Robin Luscombe, Managing Director, Luscombe Suzuki & Mitsubishi Leeds, adds: “The CAFE regulations, consumer confusion over EV, new car supply, and increasing cost of new cars will suppress used car stock availability.”


For the independent sector, Nothard has identified three linked areas which are likely to have an impact in 2020: (1) competition for retail-ready used stock with the franchised sector; (2) inability to benefit from economies of scale; and (3) increased third party and aftermarket costs.

Franchised competition
Nothard comments: “Dealer part exchanges are not making it to the auction halls quite so often and we’re seeing more consumers selling, rather than part exchanging, their old car before buying new – or even used because the wait times are often long. Overall, this is likely to push dealers, particularly independents, into a position later in the year where good quality used stock at reasonable prices becomes harder to acquire.”

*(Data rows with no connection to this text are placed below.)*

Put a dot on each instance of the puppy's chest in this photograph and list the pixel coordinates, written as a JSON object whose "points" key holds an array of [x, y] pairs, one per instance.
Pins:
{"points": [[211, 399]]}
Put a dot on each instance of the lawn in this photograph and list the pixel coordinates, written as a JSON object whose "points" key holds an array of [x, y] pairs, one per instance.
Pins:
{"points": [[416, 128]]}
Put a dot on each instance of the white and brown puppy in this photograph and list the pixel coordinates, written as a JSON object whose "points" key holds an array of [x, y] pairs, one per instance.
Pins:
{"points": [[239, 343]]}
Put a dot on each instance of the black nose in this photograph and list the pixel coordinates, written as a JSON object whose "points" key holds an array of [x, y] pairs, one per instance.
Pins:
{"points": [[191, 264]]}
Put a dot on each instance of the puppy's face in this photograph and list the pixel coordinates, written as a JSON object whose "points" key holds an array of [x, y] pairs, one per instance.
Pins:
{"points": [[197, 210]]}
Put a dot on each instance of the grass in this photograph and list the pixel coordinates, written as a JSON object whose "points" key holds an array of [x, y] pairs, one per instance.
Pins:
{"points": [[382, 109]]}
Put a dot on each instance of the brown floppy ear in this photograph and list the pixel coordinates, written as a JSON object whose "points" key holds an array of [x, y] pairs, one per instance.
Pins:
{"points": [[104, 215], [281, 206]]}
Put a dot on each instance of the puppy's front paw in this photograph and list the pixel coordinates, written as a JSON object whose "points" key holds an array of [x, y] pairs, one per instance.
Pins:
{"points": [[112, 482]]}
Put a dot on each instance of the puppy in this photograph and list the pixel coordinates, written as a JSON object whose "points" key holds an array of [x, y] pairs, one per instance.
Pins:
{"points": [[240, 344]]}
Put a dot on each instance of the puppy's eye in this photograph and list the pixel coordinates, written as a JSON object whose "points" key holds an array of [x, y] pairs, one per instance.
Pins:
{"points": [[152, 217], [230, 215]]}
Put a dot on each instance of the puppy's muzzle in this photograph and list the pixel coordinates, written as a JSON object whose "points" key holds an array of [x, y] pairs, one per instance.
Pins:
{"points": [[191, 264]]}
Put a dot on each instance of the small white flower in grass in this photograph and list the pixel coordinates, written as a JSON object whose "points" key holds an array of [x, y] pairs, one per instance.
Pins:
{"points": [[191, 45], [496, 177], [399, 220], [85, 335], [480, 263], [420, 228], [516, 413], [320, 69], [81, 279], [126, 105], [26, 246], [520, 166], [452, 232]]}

In addition, David Bilsborough, Proprietor at Cheshire Cars, suggests: “Margin stability is dependent on the supply and demand of the used car market. The increasing age and mileage due to retention has a direct impact of reconditioning costs and therefore profitability. In a market of ‘price indicators’, retail competitiveness is ever increasing.”

Economies of scale
While manufacturers and franchised dealers are reshaping their networks to boost sales per outlet and overall profitability, the opportunities for independents to make sweeping changes are not so prevalent. Nothard comments: “It isn’t a new phenomenon, but the lack of shared resource and multi-site cost sharing will likely present even more of a challenge for independents in the coming 12 months, as other external pressures start to bite.”

In this context, Stephen Brighton, Managing Director, Hepworth Motor Group, suggests: “Process will improve but margin pressures will pull it back to roughly the same as 2019.”

Third party costs
The increase in demand for third party services and aftermarket repairs is leading to a corresponding rise in costs for the independent sector. Nothard says: “With cars becoming increasingly complex and reliant on technology, the cost of servicing and individual components continues to increase. This is likely to disproportionately affect the independent sector, leading to higher pressure on margins, delays in securing ‘retail-ready’ stock and a reduction in ROI.”

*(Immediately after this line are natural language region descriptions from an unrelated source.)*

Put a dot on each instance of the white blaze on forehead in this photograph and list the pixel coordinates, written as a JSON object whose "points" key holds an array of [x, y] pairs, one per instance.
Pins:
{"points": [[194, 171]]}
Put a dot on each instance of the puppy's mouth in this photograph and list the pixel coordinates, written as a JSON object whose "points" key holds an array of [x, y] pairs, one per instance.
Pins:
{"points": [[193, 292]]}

Although sentiment is erring towards the negative end of the spectrum, Nothard argues there are signs of optimism in the market. He comments: “Many of the dealers in our survey feel that business confidence is on the rise, while there is plenty of investment in new models and technologies coming to market. Plus, the Government’s latest announcement about bringing forward the ban on petrol and diesel models, and the anticipated inclusion of hybrid within this scope, will certainly have an impact.

“While challenges around supply, demand, finance and competition are always present, most dealers will already have risk mitigation strategies in place. We expect dealers will experience a challenging 2020, with ongoing pressure on margins, but there are plenty of opportunities for investment and even growth.

“Indeed, the recent Consumer Confidence Index dropped to -9 in January from -11 in December and -14 in November. The last time we were below double-digit was September 2018. With the rise in consumer confidence, we hope to see positive outcomes reflected in the automotive sector.”